In most cases, I would agree with you. Usually, I abhor touristy places, and avoid them with a vengeance. But also note that most touristy destinations are that way for a reason – the simple reason being that they are awesome! Yeah, I don’t like the souvenir shops, the crowds, the ugly ill-fitting buildings (in some cases), but if you just look at the destination/sight/monument in isolation, they are pretty awesome. Right? So many such examples right? Well, that’s the topic of a whole different post.
To return to Plitvice Lakes or Plitvice Jezeera, as they call it in Croatia, yes, it’s an extremely popular destination. People from all over the world visit this UNESCO Heritage site; it’s also very popular with local tourists. It of course helps that the Plitvice Lakes National Park is only a 2 hour drive from Zagreb, and that there are several comfortable buses which can ferry you around for a day trip.
I had started very early in the day arriving at Zagreb bus station at 7am. It was summer and the day usually started at 4.45am and so it was no big deal. And this is where I got my first clue that I was going to a really popular place. Till that point, all the buses I had travelled in, were quite empty. This was the first time every single seat in the bus was taken; besides, I could see people from different nationalities, all with their travel books, and maps. I sulked and settled down in my seat.
But it’s tough to sulk for long. As we left the city and moved closer to the mountains, the scenery was awesome. I couldn’t help but marvel again, at how different the landscape was in different regions of Croatia. I had seen the coast, and the alpine regions, but this was again quite different.
But it’s still quite a shock when you see the lakes the first time. At least I had a shock. Well, a pleasant one. You see even when I walked into second entrance of the Park (There are two entrances), I thought this was nice – the mountains, tall green trees, narrow uphill and winding paths, a cool breeze running through the trees – what’s not to like?
But still..you buy your ticket at the office, and you get on the quaint electric trains, and you still have no clue about what’s in store for you. And then you suddenly start the board walks…and you are like …WOW!
The Plitvice Lakes National Park covers roughly around 280 square kilometers, so you would think that you would not be able to be able to see all of it. You would be right…and wrong. As the officials at the park explained to me, they have created paths such that you could see the almost all of the waterfalls and the lakes within a 5 hour walk. How amazing is that?
I really can’t explain how spectacular the place is, so I will let the pictures do the talking.
But I do have to mention that Plitvice Lakes is something I have never ever seen before in my life. So many lakes, so many water falls, so much water – all over the place. Yes, there’s greenery, yes, there are mountains, but the one thing that catches your eye is the water. The water that falls over in small and large waterfalls, the water that gushes out of the millions of springs and then washes into the lakes, the water that takes a beautiful beautiful blue color in the larger lakes, the water with the unreal green that gapes through the beautiful vegetation, the water that looks so clear and pristine as it flows below the board walks.
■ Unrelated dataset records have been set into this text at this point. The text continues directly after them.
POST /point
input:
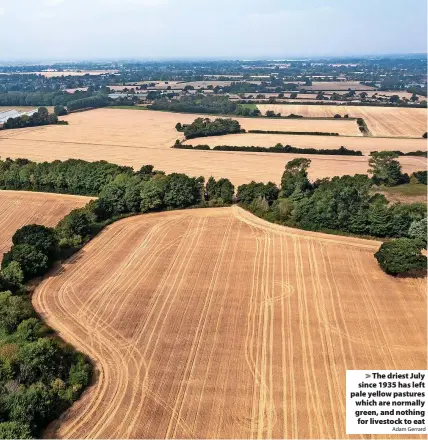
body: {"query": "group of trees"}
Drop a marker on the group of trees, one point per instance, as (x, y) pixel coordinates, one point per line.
(220, 105)
(95, 101)
(278, 148)
(341, 204)
(39, 375)
(40, 117)
(203, 127)
(295, 133)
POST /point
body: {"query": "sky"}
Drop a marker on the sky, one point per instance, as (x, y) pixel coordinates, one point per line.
(183, 29)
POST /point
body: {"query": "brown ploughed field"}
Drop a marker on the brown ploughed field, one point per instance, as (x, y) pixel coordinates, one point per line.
(215, 324)
(382, 121)
(20, 208)
(138, 137)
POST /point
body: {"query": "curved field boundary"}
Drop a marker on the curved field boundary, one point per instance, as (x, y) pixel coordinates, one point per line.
(212, 323)
(20, 208)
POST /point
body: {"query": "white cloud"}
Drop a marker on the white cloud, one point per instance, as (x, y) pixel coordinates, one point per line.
(144, 3)
(54, 2)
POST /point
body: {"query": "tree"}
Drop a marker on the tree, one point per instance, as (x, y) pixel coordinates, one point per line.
(37, 361)
(182, 191)
(401, 256)
(31, 329)
(77, 223)
(152, 194)
(13, 274)
(41, 237)
(295, 177)
(111, 201)
(15, 430)
(385, 168)
(220, 191)
(32, 406)
(418, 230)
(32, 261)
(379, 219)
(13, 310)
(60, 110)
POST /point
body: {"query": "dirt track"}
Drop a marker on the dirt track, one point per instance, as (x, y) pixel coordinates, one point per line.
(19, 208)
(215, 324)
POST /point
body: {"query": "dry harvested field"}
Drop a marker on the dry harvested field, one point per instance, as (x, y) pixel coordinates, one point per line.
(74, 73)
(19, 108)
(138, 137)
(215, 324)
(20, 208)
(382, 121)
(362, 143)
(337, 85)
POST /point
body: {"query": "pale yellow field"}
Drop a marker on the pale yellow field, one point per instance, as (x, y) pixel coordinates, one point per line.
(362, 143)
(138, 137)
(382, 121)
(337, 85)
(153, 129)
(74, 73)
(19, 108)
(212, 323)
(20, 208)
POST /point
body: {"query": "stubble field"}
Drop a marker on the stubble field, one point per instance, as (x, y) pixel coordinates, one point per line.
(215, 324)
(382, 121)
(135, 138)
(20, 208)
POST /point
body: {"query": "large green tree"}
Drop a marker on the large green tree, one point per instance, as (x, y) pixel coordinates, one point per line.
(401, 256)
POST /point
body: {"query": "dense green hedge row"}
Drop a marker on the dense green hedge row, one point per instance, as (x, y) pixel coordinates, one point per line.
(40, 117)
(203, 127)
(339, 204)
(411, 153)
(39, 375)
(68, 177)
(278, 148)
(314, 133)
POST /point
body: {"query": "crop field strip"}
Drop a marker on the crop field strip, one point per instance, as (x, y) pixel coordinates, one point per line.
(215, 324)
(20, 208)
(136, 138)
(382, 121)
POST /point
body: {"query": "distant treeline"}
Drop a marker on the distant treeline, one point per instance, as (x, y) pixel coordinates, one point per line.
(333, 103)
(419, 153)
(363, 127)
(40, 117)
(42, 99)
(278, 148)
(40, 376)
(314, 133)
(203, 127)
(90, 102)
(203, 104)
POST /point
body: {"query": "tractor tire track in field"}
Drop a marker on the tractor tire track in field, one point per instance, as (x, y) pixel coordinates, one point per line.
(211, 323)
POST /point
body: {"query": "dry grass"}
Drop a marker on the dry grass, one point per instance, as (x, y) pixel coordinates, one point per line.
(18, 108)
(364, 144)
(73, 73)
(135, 138)
(215, 324)
(382, 121)
(337, 85)
(20, 208)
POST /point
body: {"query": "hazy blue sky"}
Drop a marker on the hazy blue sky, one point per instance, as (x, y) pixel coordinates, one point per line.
(83, 29)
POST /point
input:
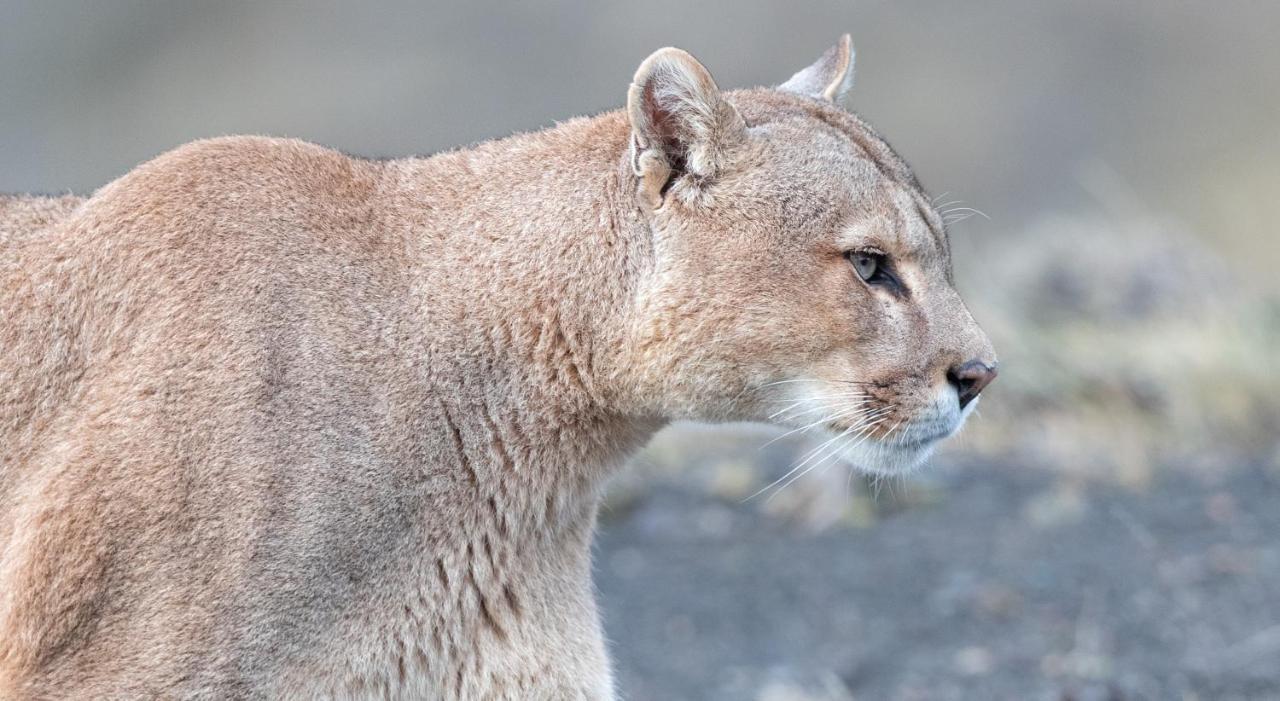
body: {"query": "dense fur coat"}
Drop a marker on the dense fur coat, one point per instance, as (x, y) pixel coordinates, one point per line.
(279, 422)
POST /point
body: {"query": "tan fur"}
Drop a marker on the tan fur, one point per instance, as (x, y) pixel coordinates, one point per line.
(279, 422)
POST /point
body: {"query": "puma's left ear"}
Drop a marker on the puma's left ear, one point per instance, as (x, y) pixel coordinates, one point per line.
(831, 77)
(680, 122)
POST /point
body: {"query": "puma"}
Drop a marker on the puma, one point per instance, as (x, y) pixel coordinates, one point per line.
(280, 422)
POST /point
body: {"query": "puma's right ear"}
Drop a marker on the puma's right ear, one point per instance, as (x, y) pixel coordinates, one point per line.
(680, 122)
(830, 77)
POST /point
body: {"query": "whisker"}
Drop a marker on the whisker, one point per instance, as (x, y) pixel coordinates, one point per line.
(823, 420)
(855, 441)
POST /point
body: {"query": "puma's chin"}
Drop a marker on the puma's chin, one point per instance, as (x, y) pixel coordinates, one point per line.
(910, 445)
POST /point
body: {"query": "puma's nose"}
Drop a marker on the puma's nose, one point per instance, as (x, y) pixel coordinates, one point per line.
(969, 379)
It’s spectacular, and that’s a understatement.
Before I travelled, I had read a Lonely Planet article where it was mentioned that the landscape of Plitvice Lakes is constantly changing – water falls that were there six months back disappear, and then appear somewhere else; the earth moving and changing shape as it accommodates the water and its whims and fancies. One of the rangers had apparently described it as “It’s like old friends…moving away from your life for a while..but you know that they would be back soon, or that you would meet them again, just in a different setting.” Isn’t that amazing?
I loved it. In spite of the tourists, in spite of the crowds. It was beautiful. A must-see for anybody who loves nature.
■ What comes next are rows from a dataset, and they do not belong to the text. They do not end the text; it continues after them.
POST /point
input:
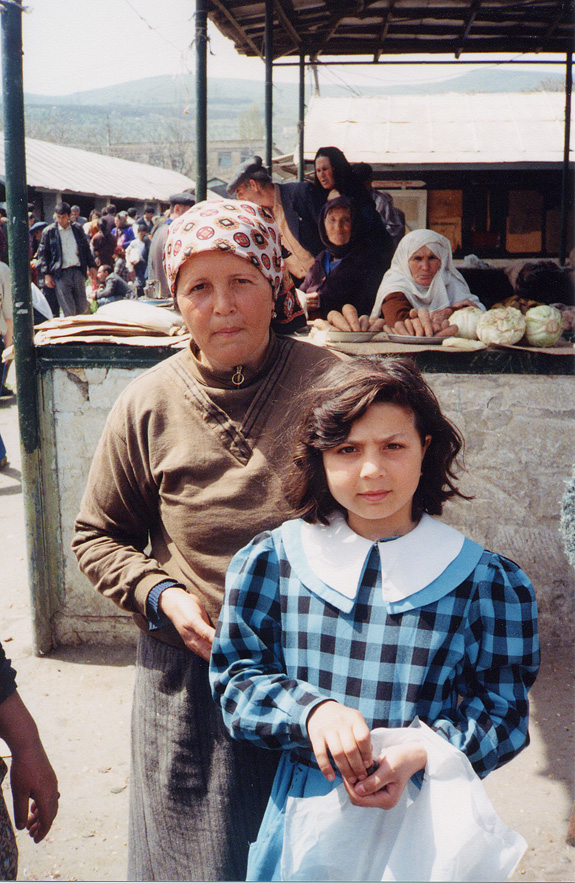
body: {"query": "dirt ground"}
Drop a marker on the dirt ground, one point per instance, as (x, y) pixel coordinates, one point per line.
(81, 698)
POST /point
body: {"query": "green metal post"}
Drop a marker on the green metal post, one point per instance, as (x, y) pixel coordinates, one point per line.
(565, 181)
(201, 100)
(269, 58)
(301, 120)
(25, 358)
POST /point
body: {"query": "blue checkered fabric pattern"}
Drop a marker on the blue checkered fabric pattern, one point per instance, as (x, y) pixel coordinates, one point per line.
(463, 664)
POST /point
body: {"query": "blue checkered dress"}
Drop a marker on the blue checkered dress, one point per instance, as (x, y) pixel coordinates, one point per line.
(463, 663)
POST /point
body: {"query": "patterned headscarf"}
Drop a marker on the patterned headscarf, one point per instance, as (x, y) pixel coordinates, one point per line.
(240, 227)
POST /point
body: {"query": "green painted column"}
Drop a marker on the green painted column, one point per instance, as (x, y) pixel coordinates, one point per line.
(25, 355)
(201, 43)
(269, 58)
(301, 119)
(566, 147)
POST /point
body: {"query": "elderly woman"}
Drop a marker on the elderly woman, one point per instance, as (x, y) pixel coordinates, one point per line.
(348, 270)
(422, 282)
(185, 474)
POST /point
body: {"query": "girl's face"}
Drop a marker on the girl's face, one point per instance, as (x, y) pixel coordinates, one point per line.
(374, 473)
(226, 304)
(424, 264)
(324, 172)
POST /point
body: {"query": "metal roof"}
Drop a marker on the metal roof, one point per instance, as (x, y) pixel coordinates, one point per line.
(453, 128)
(398, 27)
(69, 170)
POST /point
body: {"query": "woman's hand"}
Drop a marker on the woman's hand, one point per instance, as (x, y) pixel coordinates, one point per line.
(190, 620)
(349, 320)
(312, 300)
(385, 786)
(342, 732)
(422, 323)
How to get there: There are frequent buses from Zagreb. It’s quite possible to do a day trip, with the earliest bus at 7.30am, and the last bus at 5.50pm. Bus Croatia has several buses, but there are also buses with other private operators.
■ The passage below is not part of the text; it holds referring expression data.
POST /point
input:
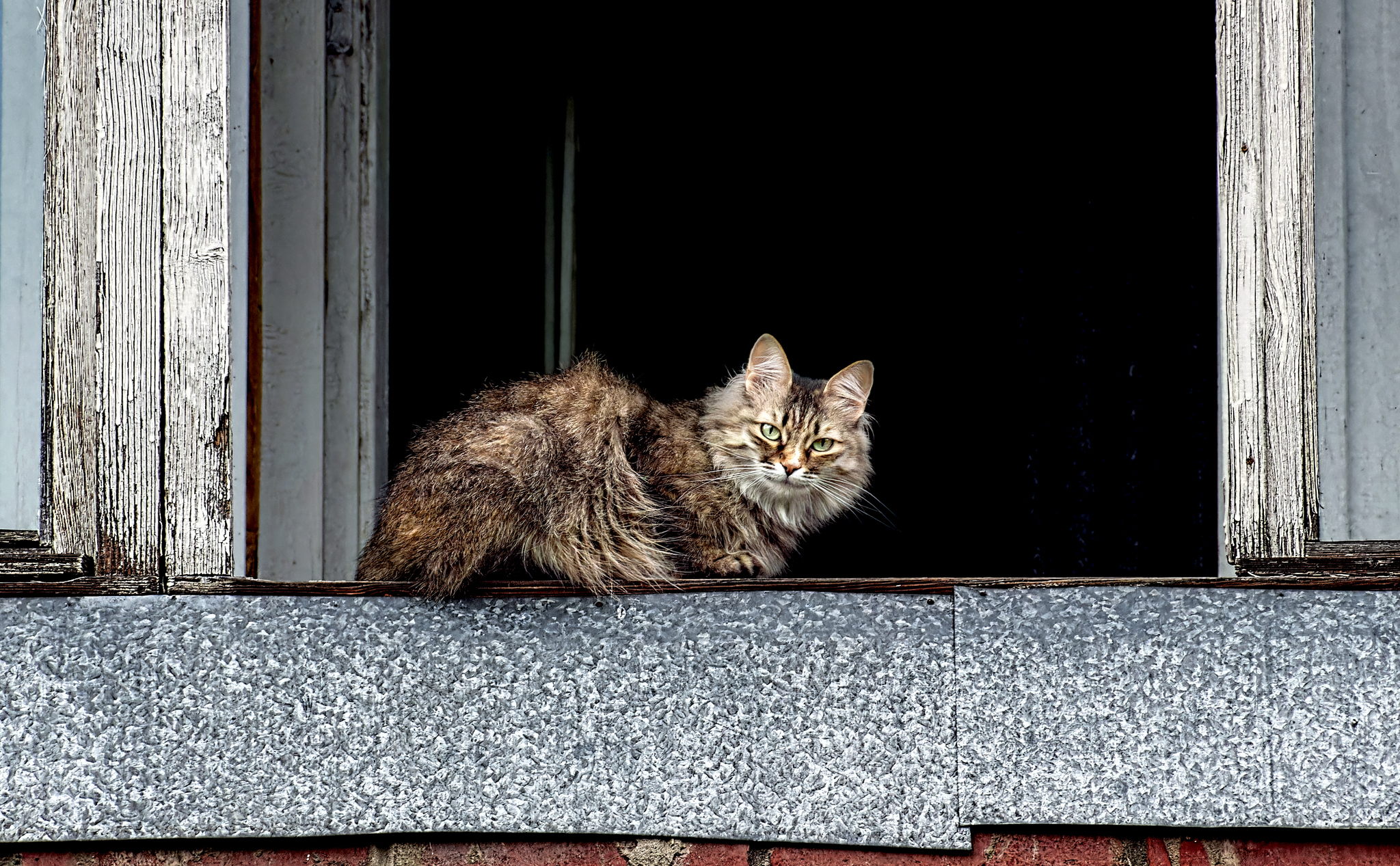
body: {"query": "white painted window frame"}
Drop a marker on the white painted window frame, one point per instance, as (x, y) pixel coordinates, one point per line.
(139, 465)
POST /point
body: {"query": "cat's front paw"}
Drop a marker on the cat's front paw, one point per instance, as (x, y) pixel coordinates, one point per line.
(737, 563)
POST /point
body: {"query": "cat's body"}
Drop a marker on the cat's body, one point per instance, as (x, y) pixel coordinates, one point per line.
(584, 476)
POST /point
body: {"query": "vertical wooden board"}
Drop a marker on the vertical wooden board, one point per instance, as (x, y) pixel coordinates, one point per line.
(68, 494)
(356, 420)
(1238, 84)
(339, 514)
(1287, 290)
(293, 150)
(1308, 269)
(128, 288)
(374, 263)
(1265, 157)
(196, 272)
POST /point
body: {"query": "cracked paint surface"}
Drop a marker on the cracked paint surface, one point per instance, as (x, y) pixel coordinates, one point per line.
(769, 717)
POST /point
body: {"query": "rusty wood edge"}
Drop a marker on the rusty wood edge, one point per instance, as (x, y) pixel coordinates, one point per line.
(543, 588)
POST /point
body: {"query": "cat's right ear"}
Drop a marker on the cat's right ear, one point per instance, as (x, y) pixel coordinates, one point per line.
(768, 368)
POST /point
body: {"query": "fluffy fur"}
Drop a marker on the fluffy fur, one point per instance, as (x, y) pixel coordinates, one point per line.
(587, 477)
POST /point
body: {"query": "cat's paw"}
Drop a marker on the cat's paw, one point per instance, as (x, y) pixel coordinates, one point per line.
(737, 563)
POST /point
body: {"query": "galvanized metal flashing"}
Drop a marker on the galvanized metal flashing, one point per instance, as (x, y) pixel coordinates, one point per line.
(768, 717)
(1179, 707)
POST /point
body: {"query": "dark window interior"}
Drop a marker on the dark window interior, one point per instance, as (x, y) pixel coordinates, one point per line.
(1029, 262)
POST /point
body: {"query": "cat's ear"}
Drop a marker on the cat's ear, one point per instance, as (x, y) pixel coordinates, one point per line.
(848, 391)
(768, 368)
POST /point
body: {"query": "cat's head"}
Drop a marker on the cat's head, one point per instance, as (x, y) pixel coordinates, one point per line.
(797, 446)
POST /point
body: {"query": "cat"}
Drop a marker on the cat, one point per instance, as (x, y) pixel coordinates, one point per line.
(587, 477)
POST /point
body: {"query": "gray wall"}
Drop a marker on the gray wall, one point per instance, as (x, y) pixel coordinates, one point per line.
(21, 259)
(1358, 266)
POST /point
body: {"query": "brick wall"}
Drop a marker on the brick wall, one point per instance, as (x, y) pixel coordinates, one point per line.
(1006, 850)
The round trip cost me 130 Croatian Kuna (roughly 17 euros), but there are some other bus companies which are more expensive. It’s also just a 2 hour drive, so renting a car is definitely a good option.
Point of caution:
Make sure that you know the exact bus company, because you are not allowed to interchange your tickets. Also, note that the last bus is around 6 pm, so plan your walk accordingly. When I travelled the bus was late by half hour, and I was terrified! Thankfully, I had a Russian and a Japanese girl with me, and we comforted each other!
Accommodation: There are a few hotels within the park, the prominent ones being the Bellevue Hotel, the Plitvice Hotel, and the Jezero Hotel. There are also quite a few hotels in the vicinity, and I would actually recommend that you stay in the smaller villages close to the national park. The village of Rastoke is quite close to the park, and has quite a few small waterfalls within the village itself.
Park fees – Very reasonable. 110 Kuna (roughly 15 euros) and you have a whole day pass. This includes rides in the electric train, as well as the boat ride.